Reputation: 1253
I have strings that have dates in different formats. For example,
sample_str_1 = 'this amendment of lease, made and entered as of the 10th day of august, 2016, by and between john doe and jane smith'
Also, another string that has the date in it as,
sample_str_2 ='this agreement, made and entered as of May 1, 2016, between john doe and jane smith'
In order to extract just the date from the first string, I did something like this,
match = re.findall(r'\S+d{4}\s+', sample_str_1)
this gives an empty list.
For the second string, I used the same method as I used for first string and getting an empty string.
I also, tried datefinder
module and it gave me an output like this,
import datefinder
match = datefinder.find_dates(sample_str_1)
for m in match:
print(m)
>> 2016-08-01 00:00:00
Above output is wrong, which should be 2016-08-10 00:00:00
I tried another way using this older post
match = re.findall(r'\d{2}(?:january|february|march|april|may|june|july|august|september|october|november|december)\d{4}',sample_str_1)

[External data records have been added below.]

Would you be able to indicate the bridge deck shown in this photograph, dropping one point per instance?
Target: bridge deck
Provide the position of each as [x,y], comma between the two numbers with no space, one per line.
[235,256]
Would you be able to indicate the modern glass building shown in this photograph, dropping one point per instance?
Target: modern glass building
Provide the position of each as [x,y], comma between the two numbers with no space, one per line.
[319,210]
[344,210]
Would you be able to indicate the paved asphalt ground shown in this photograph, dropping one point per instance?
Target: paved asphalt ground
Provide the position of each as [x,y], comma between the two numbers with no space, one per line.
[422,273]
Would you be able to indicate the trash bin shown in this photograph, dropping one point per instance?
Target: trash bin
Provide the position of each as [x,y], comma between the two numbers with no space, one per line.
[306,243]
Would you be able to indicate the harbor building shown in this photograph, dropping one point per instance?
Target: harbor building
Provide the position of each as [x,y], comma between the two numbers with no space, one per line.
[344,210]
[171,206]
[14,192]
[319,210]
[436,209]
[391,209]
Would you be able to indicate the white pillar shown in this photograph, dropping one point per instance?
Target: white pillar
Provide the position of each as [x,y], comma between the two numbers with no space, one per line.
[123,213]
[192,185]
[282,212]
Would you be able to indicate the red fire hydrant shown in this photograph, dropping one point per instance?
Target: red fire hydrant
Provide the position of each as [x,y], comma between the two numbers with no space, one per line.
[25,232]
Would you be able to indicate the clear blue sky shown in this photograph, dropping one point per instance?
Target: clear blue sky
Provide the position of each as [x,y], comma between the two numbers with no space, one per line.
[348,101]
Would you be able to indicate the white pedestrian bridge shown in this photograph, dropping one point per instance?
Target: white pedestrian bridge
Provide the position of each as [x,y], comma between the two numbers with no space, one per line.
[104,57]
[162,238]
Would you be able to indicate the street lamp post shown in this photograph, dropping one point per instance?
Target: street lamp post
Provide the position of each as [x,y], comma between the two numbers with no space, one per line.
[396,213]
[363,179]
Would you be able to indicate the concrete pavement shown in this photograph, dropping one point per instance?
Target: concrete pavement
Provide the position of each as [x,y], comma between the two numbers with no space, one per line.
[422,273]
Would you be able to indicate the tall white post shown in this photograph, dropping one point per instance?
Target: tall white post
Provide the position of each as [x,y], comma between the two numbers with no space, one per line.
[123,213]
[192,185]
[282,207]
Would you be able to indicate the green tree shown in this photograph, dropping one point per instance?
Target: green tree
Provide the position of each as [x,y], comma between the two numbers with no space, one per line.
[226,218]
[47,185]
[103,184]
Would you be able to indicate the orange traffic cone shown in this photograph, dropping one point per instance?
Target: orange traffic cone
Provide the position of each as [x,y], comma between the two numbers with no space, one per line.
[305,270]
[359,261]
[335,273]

This again gave me an empty list.
How can I extract dates like that from a string? Is there a generic method to extract dates that have text and digits? Any help would be appreciated.
Upvotes: 1
Views: 212
Reputation: 3405
Regex: (?:(\d{1,2})(?:th|nd|rd).* ([a-z]{3})[a-z]*|([a-z]{3})[a-z]* (\d{1,2})),\s*(\d{4})
Python code:
regex = re.compile('(?:(\d{1,2})(?:th|nd|rd).* ([a-z]{3})[a-z]*|([a-z]{3})[a-z]* (\d{1,2})),\s*(\d{4})', re.I)
for x in regex.findall(text):
if x[0] == '':
date = '-'.join(filter(None, x))
else:
date = '%s-%s-%s' % (x[1],x[0],x[4])
print(datetime.datetime.strptime(date, '%b-%d-%Y').date())
Output:
2016-08-10
2016-05-01
Upvotes: 1